Aspirin (100 mg/d) and clopidogrel (75 mg/d) were prescribed for all patients at least 5 days prior to the procedure. Local anesthesia was adopted in all cases in favor of monitoring neural function during procedure. Access was obtained through a transfemoral approach, after which systemic heparinization was induced to achieve an activated coagulation time of 250 to 300 s. Then, a 6-F guiding catheter was advanced into the subclavian artery proximal to the VAO with a 0.035-inch micro guidewire and the lesion was crossed with a 0.014-inch micro guidewire. Undersized balloon pre-dilatation (2.0 or 2.5 mm) was performed only if there was critical stenosis limiting stent delivery. The stent type was within the individual responsibility of each neurointerventionalist (each performed ≥20 VAO stenting per year for more than 5 years) according to the diameter of target vessel. Stents were chosen depending on the diameter of the distal normal vessel, and the length of the stent must cover 3 mm of the normal lumen on either side of the lesion. It should be noted that when the original diameter of the VAO was > 4.0 mm, only BMSs were available. The BMSs used in this trial included Blue (Cordis Corp, Netherlands) and Express (Boston Scientific, USA). The DESs used in this trial included Xience V (Abbott, USA), Endeavor (Medtronic, Ireland) and Firebird (Microport Medical, China). Distal protection devices were not used in any cases. Post-stenting angiography was performed immediately to measure the residual stenosis. After the procedure, DES patients and BMS patients received double antiplatelet regimen (aspirin 100 mg daily, clopidogrel 75 mg daily) for 12 months and 3 months respectively, followed by aspirin monotherapy indefinitely.

Follow-up

All the patients underwent MRI before and 3 days after procedure if no contraindications to MRI were present. Each scan included diffusion-weighted imaging (DWI) and fluid-attenuated inversion recovery (FLAIR) sequences. Acute periprocedural ischemic brain lesions were defined as hyperintense DWI signals on postprocedural MRI that were not present on preprocedural MRI, namely fresh infarctions.
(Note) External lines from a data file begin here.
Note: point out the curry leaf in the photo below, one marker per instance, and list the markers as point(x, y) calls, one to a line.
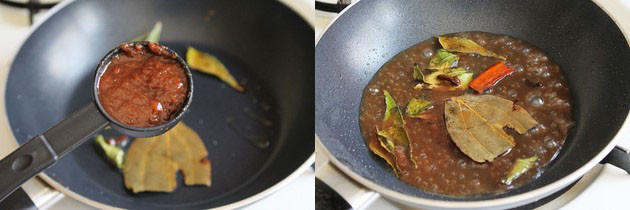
point(209, 64)
point(140, 37)
point(432, 82)
point(114, 154)
point(377, 148)
point(416, 106)
point(464, 79)
point(392, 133)
point(152, 163)
point(417, 73)
point(519, 168)
point(464, 45)
point(391, 106)
point(475, 123)
point(443, 60)
point(155, 33)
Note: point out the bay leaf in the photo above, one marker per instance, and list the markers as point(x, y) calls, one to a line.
point(209, 64)
point(443, 59)
point(416, 106)
point(464, 45)
point(151, 164)
point(519, 168)
point(475, 123)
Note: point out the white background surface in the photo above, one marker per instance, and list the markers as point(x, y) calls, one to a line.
point(14, 28)
point(604, 187)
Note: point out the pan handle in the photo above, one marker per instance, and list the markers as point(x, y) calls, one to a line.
point(619, 157)
point(328, 7)
point(44, 150)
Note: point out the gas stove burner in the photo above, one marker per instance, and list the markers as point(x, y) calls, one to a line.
point(33, 6)
point(327, 199)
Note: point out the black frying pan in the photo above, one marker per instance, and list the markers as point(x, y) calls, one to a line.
point(265, 45)
point(578, 35)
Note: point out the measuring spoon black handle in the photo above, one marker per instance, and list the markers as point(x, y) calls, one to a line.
point(44, 150)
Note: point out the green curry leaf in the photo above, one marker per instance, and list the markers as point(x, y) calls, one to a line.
point(154, 35)
point(519, 168)
point(416, 106)
point(417, 73)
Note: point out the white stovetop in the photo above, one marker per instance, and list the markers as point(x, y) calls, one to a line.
point(604, 187)
point(14, 29)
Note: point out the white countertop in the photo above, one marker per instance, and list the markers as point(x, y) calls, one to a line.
point(604, 187)
point(14, 29)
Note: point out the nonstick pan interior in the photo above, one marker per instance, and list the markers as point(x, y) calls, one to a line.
point(578, 35)
point(265, 45)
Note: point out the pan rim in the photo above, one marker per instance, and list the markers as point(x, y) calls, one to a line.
point(505, 202)
point(67, 192)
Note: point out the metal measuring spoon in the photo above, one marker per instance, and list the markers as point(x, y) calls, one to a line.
point(43, 150)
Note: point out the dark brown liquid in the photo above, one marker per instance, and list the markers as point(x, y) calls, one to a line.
point(442, 167)
point(143, 87)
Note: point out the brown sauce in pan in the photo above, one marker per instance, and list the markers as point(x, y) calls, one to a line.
point(538, 85)
point(143, 87)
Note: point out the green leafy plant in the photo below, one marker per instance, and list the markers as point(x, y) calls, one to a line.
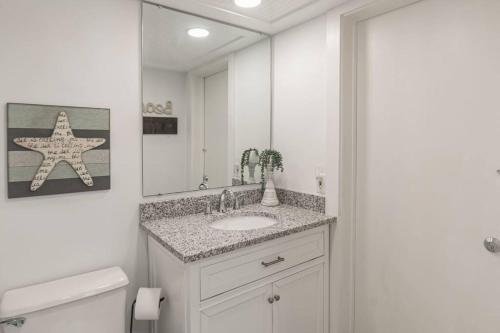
point(245, 160)
point(270, 160)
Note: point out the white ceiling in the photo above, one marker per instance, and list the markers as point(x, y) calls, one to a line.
point(270, 11)
point(271, 17)
point(167, 45)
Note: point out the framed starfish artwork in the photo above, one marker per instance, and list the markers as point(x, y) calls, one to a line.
point(57, 149)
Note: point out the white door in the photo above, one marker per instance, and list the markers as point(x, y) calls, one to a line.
point(216, 129)
point(249, 312)
point(428, 151)
point(299, 302)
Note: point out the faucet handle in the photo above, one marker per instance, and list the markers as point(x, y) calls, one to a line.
point(208, 207)
point(238, 201)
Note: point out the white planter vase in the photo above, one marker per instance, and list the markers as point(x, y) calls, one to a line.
point(270, 198)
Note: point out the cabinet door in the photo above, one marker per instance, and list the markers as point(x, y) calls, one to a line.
point(300, 302)
point(247, 312)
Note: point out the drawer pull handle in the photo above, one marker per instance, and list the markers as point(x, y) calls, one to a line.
point(274, 262)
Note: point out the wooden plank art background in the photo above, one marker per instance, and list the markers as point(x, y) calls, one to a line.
point(39, 121)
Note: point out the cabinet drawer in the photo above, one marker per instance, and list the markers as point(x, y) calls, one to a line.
point(234, 272)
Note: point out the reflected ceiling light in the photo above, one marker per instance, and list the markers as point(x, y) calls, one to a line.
point(247, 3)
point(198, 32)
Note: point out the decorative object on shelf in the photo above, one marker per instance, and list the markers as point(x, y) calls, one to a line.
point(158, 109)
point(270, 160)
point(249, 158)
point(159, 125)
point(40, 137)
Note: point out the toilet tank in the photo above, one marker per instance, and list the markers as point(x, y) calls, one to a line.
point(87, 303)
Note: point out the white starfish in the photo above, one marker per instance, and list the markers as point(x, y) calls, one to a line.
point(61, 146)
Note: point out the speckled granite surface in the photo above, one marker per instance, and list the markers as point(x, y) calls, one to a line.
point(192, 205)
point(301, 200)
point(196, 204)
point(190, 238)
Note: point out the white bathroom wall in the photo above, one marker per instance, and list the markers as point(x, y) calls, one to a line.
point(165, 155)
point(299, 104)
point(81, 53)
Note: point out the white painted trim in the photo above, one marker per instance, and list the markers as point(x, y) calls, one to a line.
point(342, 41)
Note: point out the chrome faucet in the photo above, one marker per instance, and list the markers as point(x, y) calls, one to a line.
point(222, 200)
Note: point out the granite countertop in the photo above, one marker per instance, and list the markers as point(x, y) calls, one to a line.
point(190, 238)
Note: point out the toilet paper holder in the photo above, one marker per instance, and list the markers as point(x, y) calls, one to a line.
point(132, 312)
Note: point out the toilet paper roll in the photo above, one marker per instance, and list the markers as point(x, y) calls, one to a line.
point(147, 306)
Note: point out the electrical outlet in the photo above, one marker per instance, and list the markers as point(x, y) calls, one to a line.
point(320, 183)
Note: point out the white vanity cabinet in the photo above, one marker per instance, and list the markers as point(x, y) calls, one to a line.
point(278, 286)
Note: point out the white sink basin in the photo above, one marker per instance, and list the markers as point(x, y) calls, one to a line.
point(241, 223)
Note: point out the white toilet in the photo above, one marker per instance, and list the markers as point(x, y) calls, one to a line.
point(92, 302)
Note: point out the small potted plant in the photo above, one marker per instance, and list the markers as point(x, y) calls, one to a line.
point(270, 160)
point(250, 159)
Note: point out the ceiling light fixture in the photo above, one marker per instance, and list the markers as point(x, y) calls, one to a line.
point(198, 32)
point(247, 3)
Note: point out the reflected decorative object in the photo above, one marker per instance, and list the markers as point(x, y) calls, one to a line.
point(159, 125)
point(270, 160)
point(41, 137)
point(158, 109)
point(250, 158)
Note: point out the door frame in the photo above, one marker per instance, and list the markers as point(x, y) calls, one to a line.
point(346, 229)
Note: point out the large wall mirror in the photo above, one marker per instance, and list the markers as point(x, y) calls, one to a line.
point(206, 100)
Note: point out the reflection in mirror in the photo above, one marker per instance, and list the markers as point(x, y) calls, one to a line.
point(206, 102)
Carotid and vertebral artery DUS was arranged before discharge and at 361,224 months. To ensure the accuracy of the measurement, all ultrasound examinations were conducted by two physicians who had extensive experience in vascular ultrasound (at least 3 years of clinical experience of more than 3000 vascular cases per year). Repeated CTA or DSA were recommended if ISR was detected combined with recurrent symptoms. Clinical status was assessed at the 1st month and during the ultrasound visits. In addition to the regular follow up, some patients were also followed when they feel out of sort or were convenient to clinical visit at any time.

Statistical analysis

Continuous variables were presented as the mean ± standard deviation, and categorical variables were presented as percentages. Independent sample t-test and Chi-square test were used to compare continuous variables and categorical variables between BMS and DES groups. Logistic regression analysis was used to investigate the risk factors for ISR after stenting, and cumulative ISR rates were computed by the Kaplan-Meier method. All statistical analyses were performed by the SPSS software (Version 23.0, IBM, USA). P < 0.05 was considered statistically significant.

Results

Baseline information and periprocedural managements of BMS and DES groups

From January 2014 to June 2015, 150 VAO stenting sessions including 76 DES and 74 BMS were performed in 137 consecutive patients. Between the BMS and DES groups, no differences in baseline information were identified (Table 1). The detailed distributions of stent types were summarized, including Xience V (n = 68), Endeavor (n = 3) and Firebird (n = 5) in DES group and Blue (n = 44) and Express (n = 30) in BMS group (Table 1). However, balloon pre-dilatation was performed more often among BMS patients (P = 0.035). The mean diameter of BMSs was larger than DESs (P < 0.0001), whereas there was no significantly difference with respect to the stent length (Table 2).

Table 1.

Baseline characteristics of DES and BMS groups.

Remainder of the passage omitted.